These labels were automatically added by AI and may be inaccurate. For details, see About Literature Database.
Abstract
In this paper, we initiate a cryptographically inspired theoretical study of
detection versus mitigation of adversarial inputs produced by attackers on
Machine Learning algorithms during inference time.
We formally define defense by detection (DbD) and defense by mitigation
(DbM). Our definitions come in the form of a 3-round protocol between two
resource-bounded parties: a trainer/defender and an attacker. The attacker aims
to produce inference-time inputs that fool the training algorithm. We define
correctness, completeness, and soundness properties to capture successful
defense at inference time while not degrading (too much) the performance of the
algorithm on inputs from the training distribution.
We first show that achieving DbD and achieving DbM are equivalent for ML
classification tasks. Surprisingly, this is not the case for ML generative
learning tasks, where there are many possible correct outputs for each input.

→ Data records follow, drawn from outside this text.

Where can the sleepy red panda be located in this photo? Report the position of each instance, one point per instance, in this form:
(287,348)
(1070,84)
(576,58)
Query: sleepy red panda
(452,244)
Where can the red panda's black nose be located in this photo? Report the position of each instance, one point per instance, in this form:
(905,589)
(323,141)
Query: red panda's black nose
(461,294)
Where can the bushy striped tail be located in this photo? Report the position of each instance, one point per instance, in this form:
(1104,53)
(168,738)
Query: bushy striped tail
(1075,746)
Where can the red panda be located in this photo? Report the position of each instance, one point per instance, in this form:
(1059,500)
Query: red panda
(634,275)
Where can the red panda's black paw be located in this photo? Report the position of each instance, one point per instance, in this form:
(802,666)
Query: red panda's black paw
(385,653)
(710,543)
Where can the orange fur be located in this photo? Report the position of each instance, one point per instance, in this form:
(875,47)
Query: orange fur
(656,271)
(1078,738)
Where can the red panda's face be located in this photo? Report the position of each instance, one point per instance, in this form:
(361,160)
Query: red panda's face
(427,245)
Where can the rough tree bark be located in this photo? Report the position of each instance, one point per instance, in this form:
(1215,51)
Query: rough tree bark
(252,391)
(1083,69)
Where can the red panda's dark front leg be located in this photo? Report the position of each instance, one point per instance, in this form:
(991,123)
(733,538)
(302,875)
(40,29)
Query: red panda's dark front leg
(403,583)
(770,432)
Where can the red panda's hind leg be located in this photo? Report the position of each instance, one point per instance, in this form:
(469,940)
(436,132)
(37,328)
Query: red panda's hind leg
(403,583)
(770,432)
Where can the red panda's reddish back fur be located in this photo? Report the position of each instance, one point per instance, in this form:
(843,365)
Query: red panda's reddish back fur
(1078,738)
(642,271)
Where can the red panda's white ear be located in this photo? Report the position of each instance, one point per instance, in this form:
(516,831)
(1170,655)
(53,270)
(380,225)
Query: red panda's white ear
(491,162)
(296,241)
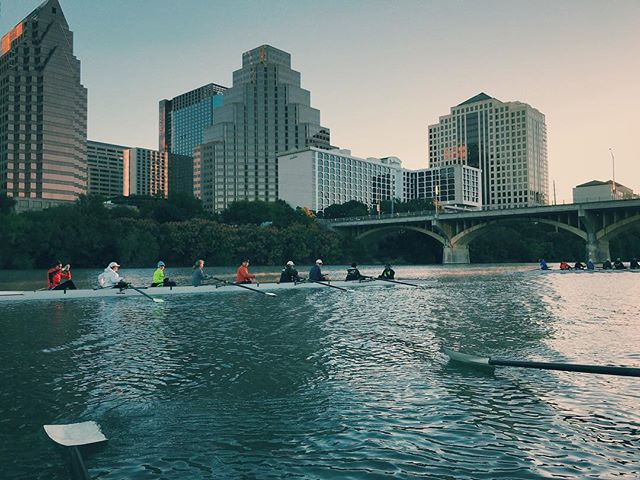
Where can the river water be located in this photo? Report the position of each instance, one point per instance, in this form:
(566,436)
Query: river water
(322,384)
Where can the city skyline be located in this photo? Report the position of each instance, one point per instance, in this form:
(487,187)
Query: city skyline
(379,72)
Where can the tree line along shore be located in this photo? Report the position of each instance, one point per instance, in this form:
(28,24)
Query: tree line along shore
(138,231)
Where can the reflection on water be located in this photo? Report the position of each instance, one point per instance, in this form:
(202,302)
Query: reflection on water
(323,384)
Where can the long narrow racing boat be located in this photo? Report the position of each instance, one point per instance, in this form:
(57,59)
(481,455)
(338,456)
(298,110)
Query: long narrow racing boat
(202,290)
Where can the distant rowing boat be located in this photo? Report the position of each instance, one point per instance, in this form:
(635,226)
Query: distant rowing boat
(187,290)
(598,270)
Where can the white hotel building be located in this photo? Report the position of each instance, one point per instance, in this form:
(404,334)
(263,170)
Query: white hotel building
(316,178)
(506,140)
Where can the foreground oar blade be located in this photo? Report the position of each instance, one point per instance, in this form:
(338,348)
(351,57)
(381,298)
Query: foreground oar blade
(466,358)
(75,434)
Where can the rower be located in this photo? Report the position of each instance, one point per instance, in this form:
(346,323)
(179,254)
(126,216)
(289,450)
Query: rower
(289,274)
(56,274)
(618,265)
(159,279)
(242,274)
(388,273)
(315,273)
(110,278)
(353,273)
(198,275)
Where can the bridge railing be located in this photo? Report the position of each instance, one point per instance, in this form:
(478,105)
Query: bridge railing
(486,208)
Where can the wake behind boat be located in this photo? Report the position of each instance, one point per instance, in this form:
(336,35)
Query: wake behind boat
(188,290)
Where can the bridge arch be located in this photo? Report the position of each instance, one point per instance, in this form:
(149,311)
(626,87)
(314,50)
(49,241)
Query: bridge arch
(442,240)
(621,226)
(465,237)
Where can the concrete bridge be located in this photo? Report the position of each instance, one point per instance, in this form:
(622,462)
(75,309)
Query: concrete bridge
(596,223)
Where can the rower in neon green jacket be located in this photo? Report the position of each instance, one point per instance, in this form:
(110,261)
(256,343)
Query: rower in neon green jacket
(159,279)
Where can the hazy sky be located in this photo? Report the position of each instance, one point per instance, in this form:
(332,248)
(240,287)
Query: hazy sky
(379,71)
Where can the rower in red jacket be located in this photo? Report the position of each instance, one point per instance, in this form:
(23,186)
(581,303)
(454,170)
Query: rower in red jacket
(56,275)
(243,275)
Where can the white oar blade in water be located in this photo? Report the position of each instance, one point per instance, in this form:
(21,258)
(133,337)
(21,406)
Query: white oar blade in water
(465,358)
(75,434)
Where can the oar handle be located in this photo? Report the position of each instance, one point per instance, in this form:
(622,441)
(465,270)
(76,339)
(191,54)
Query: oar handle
(329,285)
(568,367)
(79,470)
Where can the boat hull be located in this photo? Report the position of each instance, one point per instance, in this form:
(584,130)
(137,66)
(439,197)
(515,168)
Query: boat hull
(8,296)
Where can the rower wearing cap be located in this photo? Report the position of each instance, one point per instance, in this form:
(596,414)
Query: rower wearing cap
(56,274)
(315,274)
(159,279)
(289,273)
(388,273)
(110,278)
(242,274)
(353,273)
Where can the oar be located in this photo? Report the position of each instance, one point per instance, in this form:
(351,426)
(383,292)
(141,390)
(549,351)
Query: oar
(400,283)
(157,300)
(268,294)
(74,435)
(565,367)
(329,285)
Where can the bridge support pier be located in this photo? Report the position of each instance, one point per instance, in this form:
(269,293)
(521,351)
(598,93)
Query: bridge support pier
(598,250)
(455,254)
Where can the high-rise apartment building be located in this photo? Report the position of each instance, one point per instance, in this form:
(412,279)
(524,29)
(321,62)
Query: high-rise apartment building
(43,112)
(154,173)
(106,168)
(506,140)
(184,118)
(265,113)
(145,172)
(316,179)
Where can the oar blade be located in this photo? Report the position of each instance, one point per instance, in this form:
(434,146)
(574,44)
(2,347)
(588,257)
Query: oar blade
(75,434)
(466,358)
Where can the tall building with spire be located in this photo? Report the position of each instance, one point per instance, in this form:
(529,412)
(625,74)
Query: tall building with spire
(506,140)
(265,113)
(43,105)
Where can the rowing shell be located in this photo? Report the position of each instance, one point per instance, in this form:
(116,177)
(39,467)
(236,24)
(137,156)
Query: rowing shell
(6,296)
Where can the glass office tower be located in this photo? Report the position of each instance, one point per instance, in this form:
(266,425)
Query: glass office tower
(265,113)
(506,140)
(184,118)
(43,145)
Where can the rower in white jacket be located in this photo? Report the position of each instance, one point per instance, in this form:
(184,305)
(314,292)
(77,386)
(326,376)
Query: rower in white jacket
(110,277)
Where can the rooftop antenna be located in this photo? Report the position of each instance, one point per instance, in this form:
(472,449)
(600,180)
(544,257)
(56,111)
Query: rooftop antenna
(613,169)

We show a separation between DbD and DbM by exhibiting two generative learning
tasks for which it is possible to defend by mitigation but it is provably
impossible to defend by detection. The mitigation phase uses significantly less
computational resources than the initial training algorithm. In the first
learning task we consider sample complexity as the resource and in the second
the time complexity. The first result holds under the assumption that the
Identity-Based Fully Homomorphic Encryption (IB-FHE), publicly-verifiable
zero-knowledge Succinct Non-Interactive Arguments of Knowledge (zk-SNARK), and
Strongly Unforgeable Signatures exist. The second result assumes the existence
of Non-Parallelizing Languages with Average-Case Hardness (NPL) and
Incrementally-Verifiable Computation (IVC) and IB-FHE.